Un’ottica preventiva. L’intervento sul problema non evita che le vulnerabilità si traducano in disagi e disabilità; non riduce l’incidenza di nuovi casi e non serve pertanto a eliminare disagi e disabilità (Romano, 2013). Questo professionista mette al centro della sua azione la prevenzione; è proteso a costruire una serie di risorse che non solo si propongano di evitare un disturbo, ma che permettano anche di avere una vita di qualità (Vera 2013), muovendosi dal trattamento del disagio alla promozione della salute e del benessere (Hage, Schwartz & Murray 2013). Nella realizzazione degli interventi l’attenzione si focalizza sulle possibilità di cambiamento dell’individuo, cerca di ridurre gli effetti negativi dei fattori di rischio individuati a livello individuale, familiare e comunitario, tenendo conto delle tradizioni culturali, delle figure che nel contesto possono costituire supporti naturali e, in quanto tali, agenti di cambiamento significativi. Fa riferimento a interventi centrati sia sulla persona che sull’ambiente, i primi per la costruzione di abilità direttamente a vantaggio del singolo e i secondi per far registrare un impatto significativo sui contesti di vita delle persone (famiglia, comunità, organizzazioni, ma anche coetanei, scuola ecc.). Centrale diventa, quindi, agire il sostegno e lo sviluppo di risorse psicologiche quali la resilienza, la competenza sociale ed emozionale, il pensiero critico e le capacità decisionali, il senso di responsabilità per le proprie azioni, un’identità positiva, l’autodeterminazione e l’autoefficacia per un orientamento ottimistico verso il futuro (Polanin & Vera, 2013; Wehmeyer, 2015; Nota, Soresi, Ferrari & Sgaramella, 2017).
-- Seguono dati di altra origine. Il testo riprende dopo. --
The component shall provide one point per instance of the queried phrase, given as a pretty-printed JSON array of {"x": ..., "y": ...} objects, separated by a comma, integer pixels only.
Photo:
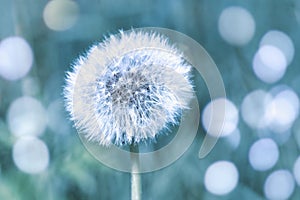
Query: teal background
[{"x": 72, "y": 172}]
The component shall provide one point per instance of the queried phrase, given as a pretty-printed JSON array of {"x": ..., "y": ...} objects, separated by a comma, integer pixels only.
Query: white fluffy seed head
[{"x": 128, "y": 88}]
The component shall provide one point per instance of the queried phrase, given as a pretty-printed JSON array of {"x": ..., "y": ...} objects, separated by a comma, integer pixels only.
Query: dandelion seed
[{"x": 128, "y": 88}]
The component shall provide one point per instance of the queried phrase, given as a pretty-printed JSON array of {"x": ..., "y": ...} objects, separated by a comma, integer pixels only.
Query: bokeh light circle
[
  {"x": 26, "y": 116},
  {"x": 31, "y": 155},
  {"x": 282, "y": 111},
  {"x": 296, "y": 170},
  {"x": 263, "y": 154},
  {"x": 236, "y": 25},
  {"x": 269, "y": 64},
  {"x": 279, "y": 185},
  {"x": 280, "y": 40},
  {"x": 221, "y": 177},
  {"x": 229, "y": 123},
  {"x": 16, "y": 58},
  {"x": 60, "y": 15}
]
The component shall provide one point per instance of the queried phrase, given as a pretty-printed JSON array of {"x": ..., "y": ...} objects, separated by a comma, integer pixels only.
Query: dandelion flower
[{"x": 128, "y": 88}]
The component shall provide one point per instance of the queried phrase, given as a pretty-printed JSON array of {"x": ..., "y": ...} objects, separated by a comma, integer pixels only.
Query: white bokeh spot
[{"x": 236, "y": 25}]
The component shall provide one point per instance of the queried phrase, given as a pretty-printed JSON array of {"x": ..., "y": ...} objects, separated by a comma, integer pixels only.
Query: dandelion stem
[{"x": 136, "y": 187}]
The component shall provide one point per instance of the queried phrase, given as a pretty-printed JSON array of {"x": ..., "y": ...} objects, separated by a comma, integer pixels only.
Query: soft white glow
[
  {"x": 236, "y": 25},
  {"x": 16, "y": 58},
  {"x": 269, "y": 64},
  {"x": 296, "y": 170},
  {"x": 279, "y": 185},
  {"x": 229, "y": 121},
  {"x": 221, "y": 177},
  {"x": 26, "y": 116},
  {"x": 31, "y": 155},
  {"x": 253, "y": 108},
  {"x": 60, "y": 15},
  {"x": 280, "y": 40},
  {"x": 263, "y": 154},
  {"x": 283, "y": 110}
]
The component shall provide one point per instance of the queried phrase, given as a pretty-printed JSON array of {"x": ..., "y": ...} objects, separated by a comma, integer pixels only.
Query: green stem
[{"x": 136, "y": 186}]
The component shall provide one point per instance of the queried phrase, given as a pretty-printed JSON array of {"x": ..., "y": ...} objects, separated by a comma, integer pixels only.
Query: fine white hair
[{"x": 128, "y": 88}]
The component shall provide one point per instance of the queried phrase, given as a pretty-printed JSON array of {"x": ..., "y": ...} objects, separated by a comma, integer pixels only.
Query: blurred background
[{"x": 255, "y": 45}]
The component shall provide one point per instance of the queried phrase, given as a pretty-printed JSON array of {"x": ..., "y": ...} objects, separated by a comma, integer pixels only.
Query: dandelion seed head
[{"x": 128, "y": 88}]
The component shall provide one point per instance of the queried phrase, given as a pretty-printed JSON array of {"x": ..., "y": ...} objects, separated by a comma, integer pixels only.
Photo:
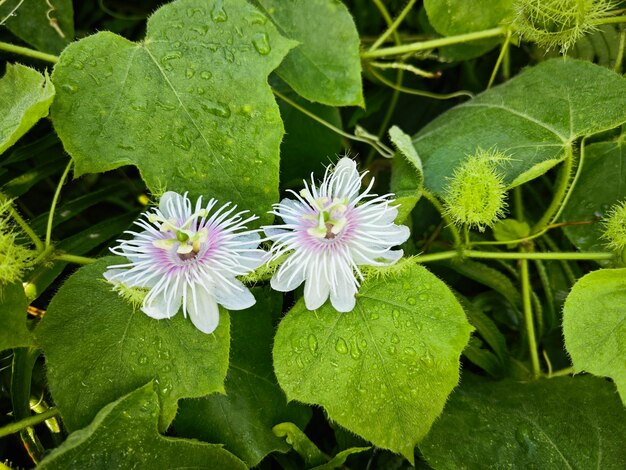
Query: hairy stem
[
  {"x": 28, "y": 422},
  {"x": 55, "y": 200},
  {"x": 25, "y": 51},
  {"x": 435, "y": 43}
]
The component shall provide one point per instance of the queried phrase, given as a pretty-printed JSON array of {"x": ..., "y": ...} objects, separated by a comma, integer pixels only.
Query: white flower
[
  {"x": 328, "y": 232},
  {"x": 190, "y": 258}
]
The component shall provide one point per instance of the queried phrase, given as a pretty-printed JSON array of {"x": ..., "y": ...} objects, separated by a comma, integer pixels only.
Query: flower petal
[
  {"x": 345, "y": 180},
  {"x": 203, "y": 309}
]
e. Una formazione in materia di counseling. Ciò che distingue Rehabilitation Counselor da altri operatori della riabilitazione è la presenza e il ruolo della componente di counseling. In questo contesto il counseling viene definito come la relazione professionale che arricchisce i diversi individui, le famiglie e i gruppi che perseguono la salute mentale, il benessere, l’educazione e gli obiettivi professionali”. Il professionista in questione basa la sua attività sulle teorie, sulle tecniche e sulle applicazioni del counseling individuale e di gruppo. Nella definizione data dal CACREP (Council for Accreditation of Counseling and Related Educational Programs) e dai membri del Rehabilitation Counseling Consortium (RCC) nel 2005 formazione del Rehabilitation Counselor include “gli elementi di ibridizzazione del contenuto della riabilitazione e del counseling per meglio gestire l’ampio spettro di problematiche delle disabilità nella pratica quotidiana e per riflettere un punto di vista olistico e inclusivo”.
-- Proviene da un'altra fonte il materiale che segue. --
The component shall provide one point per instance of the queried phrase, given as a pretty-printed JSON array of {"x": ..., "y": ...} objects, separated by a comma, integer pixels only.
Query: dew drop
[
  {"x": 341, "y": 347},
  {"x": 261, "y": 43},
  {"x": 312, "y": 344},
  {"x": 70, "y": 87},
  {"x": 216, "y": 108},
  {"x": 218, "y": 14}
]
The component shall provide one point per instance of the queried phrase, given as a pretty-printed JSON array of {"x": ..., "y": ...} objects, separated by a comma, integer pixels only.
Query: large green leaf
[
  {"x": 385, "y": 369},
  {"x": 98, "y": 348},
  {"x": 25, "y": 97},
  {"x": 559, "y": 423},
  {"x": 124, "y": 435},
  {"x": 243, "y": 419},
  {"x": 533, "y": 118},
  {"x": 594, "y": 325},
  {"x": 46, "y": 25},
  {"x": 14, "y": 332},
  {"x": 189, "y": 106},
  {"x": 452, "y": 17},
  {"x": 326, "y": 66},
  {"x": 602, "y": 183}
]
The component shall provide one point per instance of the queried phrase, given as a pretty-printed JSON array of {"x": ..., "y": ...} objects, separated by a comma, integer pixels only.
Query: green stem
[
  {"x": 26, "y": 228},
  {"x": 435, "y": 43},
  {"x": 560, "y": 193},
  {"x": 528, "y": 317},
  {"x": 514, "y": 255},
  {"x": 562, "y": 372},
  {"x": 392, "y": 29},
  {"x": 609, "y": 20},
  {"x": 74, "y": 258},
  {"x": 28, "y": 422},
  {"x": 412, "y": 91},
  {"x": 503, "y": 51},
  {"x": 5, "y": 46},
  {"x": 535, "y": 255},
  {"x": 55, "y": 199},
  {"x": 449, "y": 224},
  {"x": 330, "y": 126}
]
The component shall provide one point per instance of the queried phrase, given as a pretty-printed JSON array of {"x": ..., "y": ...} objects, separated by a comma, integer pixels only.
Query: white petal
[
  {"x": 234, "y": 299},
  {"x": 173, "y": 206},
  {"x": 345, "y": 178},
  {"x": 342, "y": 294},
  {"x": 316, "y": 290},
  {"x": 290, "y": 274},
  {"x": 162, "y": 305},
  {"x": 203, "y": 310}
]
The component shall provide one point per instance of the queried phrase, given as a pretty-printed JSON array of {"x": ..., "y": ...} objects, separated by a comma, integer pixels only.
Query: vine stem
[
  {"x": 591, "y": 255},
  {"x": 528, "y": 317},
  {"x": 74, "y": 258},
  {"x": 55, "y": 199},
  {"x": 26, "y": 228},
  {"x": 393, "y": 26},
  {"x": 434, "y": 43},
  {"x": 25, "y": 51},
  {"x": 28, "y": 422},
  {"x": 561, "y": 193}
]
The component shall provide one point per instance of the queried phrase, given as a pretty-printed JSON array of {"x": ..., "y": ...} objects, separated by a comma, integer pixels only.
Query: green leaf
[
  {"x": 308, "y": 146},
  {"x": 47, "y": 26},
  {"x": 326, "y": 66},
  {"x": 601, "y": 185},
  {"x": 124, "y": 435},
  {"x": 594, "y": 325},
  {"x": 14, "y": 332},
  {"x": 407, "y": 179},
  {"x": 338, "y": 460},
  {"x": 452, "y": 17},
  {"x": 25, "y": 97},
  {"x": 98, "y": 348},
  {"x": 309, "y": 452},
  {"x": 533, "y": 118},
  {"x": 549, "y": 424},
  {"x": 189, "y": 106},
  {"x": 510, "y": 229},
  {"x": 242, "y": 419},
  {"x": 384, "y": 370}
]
Per concludere, l’evoluzione del contesto attuale, la messa in discussione dei servizi di cura generalmente orientati al sintomo e alla gestione delle determinanti cliniche, la proposta di nuove forme di welfare portano all’attenzione anche nel contesto italiano il potenziale contributo di una figura professionale che si caratterizza per le abilità multiple e per le conoscenze in domini diversi, insieme alla capacità di integrarli in un servizio alla persona; un professionista che alle numerose persone con disabilità e vulnerabilità possa fornire l’opportunità di interventi brevi, efficaci e di qualità, ovvero quella che in una prospettiva nuova potrebbe essere definita la riabilitazione del XXI secolo.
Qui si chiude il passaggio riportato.